Show HN: TXT OS – Open-Source AI Reasoning, One Plain-Text File at a Time
I'm excited to share TXT OS — an open-source AI reasoning engine that runs entirely inside a single `.txt` file.
- No installs, no signup, no hidden code — just copy-paste the file into any LLM chat window (GPT, Claude, Gemini, etc.). - +22.4% semantic accuracy, +42.1% reasoning success, and 3.6× more stability (benchmarked on GSM8K and Truthful-QA). - Features Semantic Tree Memory, Hallucination Shield, and fully exportable logic. - MIT Licensed, zero tracking, zero ads.
Why did I build this? I wanted to prove that advanced reasoning and memory could be made open, portable, and accessible to anyone — just with pure text, no software or setup.
A note: I'm from China, and English is not my first language. This post and the docs were partly assisted by AI, but I personally reviewed and approved every line of content. All ideas, design, and code are my own work. If anything is unclear or could be improved, I really welcome your feedback!
I'm the author, and happy to answer any questions or suggestions here!
1. How does TXT OS store its “Semantic Tree Memory” between sessions? 2. When `kbtest` detects a hallucination, what happens next? 3. Any idea of the speed impact on smaller models like LLaMA-2-13B?
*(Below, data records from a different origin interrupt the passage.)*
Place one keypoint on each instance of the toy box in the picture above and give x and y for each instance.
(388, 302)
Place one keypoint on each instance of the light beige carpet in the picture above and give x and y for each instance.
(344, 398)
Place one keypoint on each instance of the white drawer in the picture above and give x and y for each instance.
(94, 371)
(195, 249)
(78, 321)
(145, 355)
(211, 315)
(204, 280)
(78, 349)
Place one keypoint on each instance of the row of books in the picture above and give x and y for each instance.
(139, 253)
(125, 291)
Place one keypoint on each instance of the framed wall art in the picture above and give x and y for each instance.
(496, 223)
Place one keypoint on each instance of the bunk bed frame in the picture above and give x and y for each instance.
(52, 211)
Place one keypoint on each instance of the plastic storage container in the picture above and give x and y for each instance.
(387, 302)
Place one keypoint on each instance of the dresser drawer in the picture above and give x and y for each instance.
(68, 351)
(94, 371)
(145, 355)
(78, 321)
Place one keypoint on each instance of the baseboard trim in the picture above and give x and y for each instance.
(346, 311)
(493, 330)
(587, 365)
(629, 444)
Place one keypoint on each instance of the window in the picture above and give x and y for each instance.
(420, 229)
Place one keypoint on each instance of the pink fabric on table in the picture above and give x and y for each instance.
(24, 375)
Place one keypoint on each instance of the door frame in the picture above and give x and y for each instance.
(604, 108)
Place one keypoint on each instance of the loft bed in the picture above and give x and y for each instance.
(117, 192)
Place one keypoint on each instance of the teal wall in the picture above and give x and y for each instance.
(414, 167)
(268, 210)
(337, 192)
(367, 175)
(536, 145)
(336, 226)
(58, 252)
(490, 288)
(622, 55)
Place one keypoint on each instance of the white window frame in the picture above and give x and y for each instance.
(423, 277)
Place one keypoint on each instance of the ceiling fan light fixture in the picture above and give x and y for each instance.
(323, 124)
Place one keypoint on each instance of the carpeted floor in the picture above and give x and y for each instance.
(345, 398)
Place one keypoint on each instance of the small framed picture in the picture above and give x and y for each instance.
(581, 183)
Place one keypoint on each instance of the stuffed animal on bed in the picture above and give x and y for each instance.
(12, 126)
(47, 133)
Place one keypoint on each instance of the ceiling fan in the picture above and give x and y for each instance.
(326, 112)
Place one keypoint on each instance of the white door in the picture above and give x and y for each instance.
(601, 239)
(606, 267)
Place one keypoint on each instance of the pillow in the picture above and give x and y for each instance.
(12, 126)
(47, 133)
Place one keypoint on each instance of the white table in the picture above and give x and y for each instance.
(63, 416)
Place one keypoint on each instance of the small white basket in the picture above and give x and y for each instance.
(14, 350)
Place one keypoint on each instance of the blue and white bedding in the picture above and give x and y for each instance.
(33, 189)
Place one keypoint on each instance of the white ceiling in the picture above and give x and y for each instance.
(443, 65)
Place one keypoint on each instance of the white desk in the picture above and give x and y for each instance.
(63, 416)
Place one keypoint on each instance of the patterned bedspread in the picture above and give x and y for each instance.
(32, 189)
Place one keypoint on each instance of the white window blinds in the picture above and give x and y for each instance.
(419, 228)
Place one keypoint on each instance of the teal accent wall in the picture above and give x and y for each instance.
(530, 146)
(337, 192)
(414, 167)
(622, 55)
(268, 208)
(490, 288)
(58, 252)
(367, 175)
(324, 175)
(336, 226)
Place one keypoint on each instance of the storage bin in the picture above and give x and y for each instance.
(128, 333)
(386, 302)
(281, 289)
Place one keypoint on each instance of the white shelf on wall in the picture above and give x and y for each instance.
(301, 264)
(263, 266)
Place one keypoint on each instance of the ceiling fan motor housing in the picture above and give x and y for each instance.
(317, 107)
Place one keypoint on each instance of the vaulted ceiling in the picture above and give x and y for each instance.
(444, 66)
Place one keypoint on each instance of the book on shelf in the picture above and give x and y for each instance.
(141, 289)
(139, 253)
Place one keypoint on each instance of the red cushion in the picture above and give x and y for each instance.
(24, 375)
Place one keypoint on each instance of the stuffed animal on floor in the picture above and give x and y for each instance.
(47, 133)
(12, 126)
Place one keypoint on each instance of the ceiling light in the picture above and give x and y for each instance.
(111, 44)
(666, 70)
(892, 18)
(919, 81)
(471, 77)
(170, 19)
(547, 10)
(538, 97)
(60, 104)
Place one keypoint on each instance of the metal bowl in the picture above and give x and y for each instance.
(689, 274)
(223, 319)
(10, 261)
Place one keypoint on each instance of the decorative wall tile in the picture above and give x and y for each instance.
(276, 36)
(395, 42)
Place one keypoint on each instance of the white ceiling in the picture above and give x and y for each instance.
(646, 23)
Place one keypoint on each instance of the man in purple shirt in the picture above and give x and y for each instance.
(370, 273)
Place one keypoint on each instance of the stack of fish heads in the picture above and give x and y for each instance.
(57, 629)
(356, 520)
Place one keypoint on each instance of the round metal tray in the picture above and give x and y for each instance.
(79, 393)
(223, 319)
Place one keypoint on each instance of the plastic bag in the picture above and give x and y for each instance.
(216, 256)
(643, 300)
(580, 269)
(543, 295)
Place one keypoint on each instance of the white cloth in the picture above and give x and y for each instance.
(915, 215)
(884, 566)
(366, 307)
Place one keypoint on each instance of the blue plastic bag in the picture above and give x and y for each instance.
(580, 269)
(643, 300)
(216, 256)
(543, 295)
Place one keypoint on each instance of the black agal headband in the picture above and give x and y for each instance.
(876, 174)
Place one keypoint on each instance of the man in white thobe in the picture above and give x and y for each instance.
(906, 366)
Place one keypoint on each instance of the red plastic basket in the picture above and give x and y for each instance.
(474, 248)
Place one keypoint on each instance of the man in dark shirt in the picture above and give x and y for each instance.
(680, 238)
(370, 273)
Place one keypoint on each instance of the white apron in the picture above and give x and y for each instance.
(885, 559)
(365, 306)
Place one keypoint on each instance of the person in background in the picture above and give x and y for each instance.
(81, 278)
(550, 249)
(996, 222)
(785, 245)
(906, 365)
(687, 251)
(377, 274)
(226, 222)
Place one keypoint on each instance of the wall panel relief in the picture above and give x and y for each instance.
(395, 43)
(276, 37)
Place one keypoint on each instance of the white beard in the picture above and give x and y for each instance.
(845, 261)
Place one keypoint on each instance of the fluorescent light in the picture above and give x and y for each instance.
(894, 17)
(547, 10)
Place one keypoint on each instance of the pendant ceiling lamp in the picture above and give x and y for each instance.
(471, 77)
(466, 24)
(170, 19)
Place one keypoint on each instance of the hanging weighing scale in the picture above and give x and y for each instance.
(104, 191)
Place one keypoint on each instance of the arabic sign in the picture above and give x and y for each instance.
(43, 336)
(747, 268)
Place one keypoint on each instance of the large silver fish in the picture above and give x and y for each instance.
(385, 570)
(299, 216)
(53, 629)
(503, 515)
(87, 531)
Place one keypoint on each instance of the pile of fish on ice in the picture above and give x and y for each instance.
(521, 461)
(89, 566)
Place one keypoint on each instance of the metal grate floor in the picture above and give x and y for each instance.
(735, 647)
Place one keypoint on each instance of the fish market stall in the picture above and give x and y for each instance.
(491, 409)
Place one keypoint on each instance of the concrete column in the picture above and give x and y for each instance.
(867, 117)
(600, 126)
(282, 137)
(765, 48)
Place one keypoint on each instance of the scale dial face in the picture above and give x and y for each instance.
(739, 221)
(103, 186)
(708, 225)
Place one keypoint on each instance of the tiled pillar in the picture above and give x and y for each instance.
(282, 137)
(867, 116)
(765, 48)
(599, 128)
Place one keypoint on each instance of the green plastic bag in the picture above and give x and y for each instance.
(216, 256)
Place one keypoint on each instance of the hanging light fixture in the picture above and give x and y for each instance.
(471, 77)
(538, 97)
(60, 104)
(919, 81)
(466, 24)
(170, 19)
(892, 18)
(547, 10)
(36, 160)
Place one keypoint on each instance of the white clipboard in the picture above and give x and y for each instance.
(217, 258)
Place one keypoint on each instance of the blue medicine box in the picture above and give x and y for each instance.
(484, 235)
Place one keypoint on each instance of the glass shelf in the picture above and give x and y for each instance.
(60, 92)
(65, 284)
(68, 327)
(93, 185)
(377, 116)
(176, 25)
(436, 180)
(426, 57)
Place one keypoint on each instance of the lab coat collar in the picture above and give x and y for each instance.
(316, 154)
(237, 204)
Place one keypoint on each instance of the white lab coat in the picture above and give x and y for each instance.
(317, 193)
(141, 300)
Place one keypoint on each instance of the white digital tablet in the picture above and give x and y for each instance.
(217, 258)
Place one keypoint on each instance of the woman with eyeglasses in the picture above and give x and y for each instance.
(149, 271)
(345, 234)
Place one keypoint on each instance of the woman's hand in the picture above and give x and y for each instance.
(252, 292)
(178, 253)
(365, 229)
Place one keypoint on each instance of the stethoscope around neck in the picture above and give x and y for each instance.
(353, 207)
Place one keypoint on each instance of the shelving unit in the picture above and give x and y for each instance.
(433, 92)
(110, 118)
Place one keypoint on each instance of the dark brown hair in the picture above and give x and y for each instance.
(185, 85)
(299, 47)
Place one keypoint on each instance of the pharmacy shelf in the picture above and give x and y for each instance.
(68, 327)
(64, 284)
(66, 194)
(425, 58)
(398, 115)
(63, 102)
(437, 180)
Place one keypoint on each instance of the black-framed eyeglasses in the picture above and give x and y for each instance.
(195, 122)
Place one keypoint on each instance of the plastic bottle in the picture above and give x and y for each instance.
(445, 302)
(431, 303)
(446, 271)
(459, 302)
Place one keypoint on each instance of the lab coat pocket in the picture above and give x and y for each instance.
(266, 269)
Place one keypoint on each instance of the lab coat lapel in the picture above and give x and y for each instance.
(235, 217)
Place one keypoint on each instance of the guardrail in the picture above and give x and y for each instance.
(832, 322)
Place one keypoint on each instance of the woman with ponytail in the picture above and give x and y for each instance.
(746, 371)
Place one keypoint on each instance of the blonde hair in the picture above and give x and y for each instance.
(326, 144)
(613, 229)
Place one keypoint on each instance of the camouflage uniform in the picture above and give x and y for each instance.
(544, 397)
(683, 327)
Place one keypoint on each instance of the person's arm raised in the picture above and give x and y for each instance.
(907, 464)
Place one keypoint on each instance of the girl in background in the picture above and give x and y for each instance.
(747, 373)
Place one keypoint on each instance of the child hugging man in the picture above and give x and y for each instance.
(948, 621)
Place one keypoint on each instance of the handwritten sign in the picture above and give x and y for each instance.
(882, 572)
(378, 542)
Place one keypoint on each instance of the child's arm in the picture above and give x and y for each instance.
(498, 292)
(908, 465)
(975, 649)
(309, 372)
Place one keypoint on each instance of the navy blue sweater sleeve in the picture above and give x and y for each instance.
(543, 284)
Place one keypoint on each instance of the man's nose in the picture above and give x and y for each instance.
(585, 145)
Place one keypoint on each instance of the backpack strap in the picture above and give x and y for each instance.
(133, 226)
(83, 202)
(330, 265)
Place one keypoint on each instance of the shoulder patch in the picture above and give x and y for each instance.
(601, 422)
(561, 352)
Thanks for sharing—excited to try it out!
We actually serialize the tree as a compact JSON-like structure right in the TXT file—each node gets a header like #NODE:id and indented subtrees. When you reload, TXT OS parses those markers back into your LLM’s memory map. No external DB needed—just plain text you can copy-paste between sessions.
--- When kbtest Fires
Internally it tracks our ΔS metric (semantic tension). Once ΔS crosses a preset threshold, kbtest prints a warning and automatically rolls you back to the last “safe” tree checkpoint. That means you lose only the bad branch, not your entire session. Think of it like an undo button for hallucinations.
--- Performance on LLaMA-2-13B
Benchmarks were on GPT-4, but on a 13B model you’ll see roughly a 10–15% token-generation slow-down thanks to the extra parsing and boundary checks. In practice that’s about +2 ms per token, which most folks find an acceptable trade-off for the added stability.
Hope that clears things up—let me know if you hit any weird edge cases!
does TXT OS work equally well with open-source models, or is it optimized more for models like GPT-4 or Claude?
I've actually tested TXT OS with about 10 different AIs already—you can check out the full rundown on my repo. Generally, ChatGPT, Grok, Claude, and Perplexity gave the smoothest and best experience. The others still work fine, but some, like Gemini, have minor quirks (Gemini randomly adds a weird parameter during initial setup, but it sorts itself out after the first step).
So, long story short, if you want a hassle-free experience, go with ChatGPT, Grok, Claude, or Perplexity!
Each formula plays a role in making the LLM more stable, coherent, and logically self-aware:
• = I - G + mc² defines semantic residue — how far the current output strays from meaning. • BigBig(G) recombines context & error to steer output back toward intent. • BBCR detects collapse and triggers reset → rebirth (like fail-safe logic). • BBAM models attention decay — restoring continuity over multiple steps.
Together, this makes the LLM act less like autocomplete… and more like a self-guided reasoner.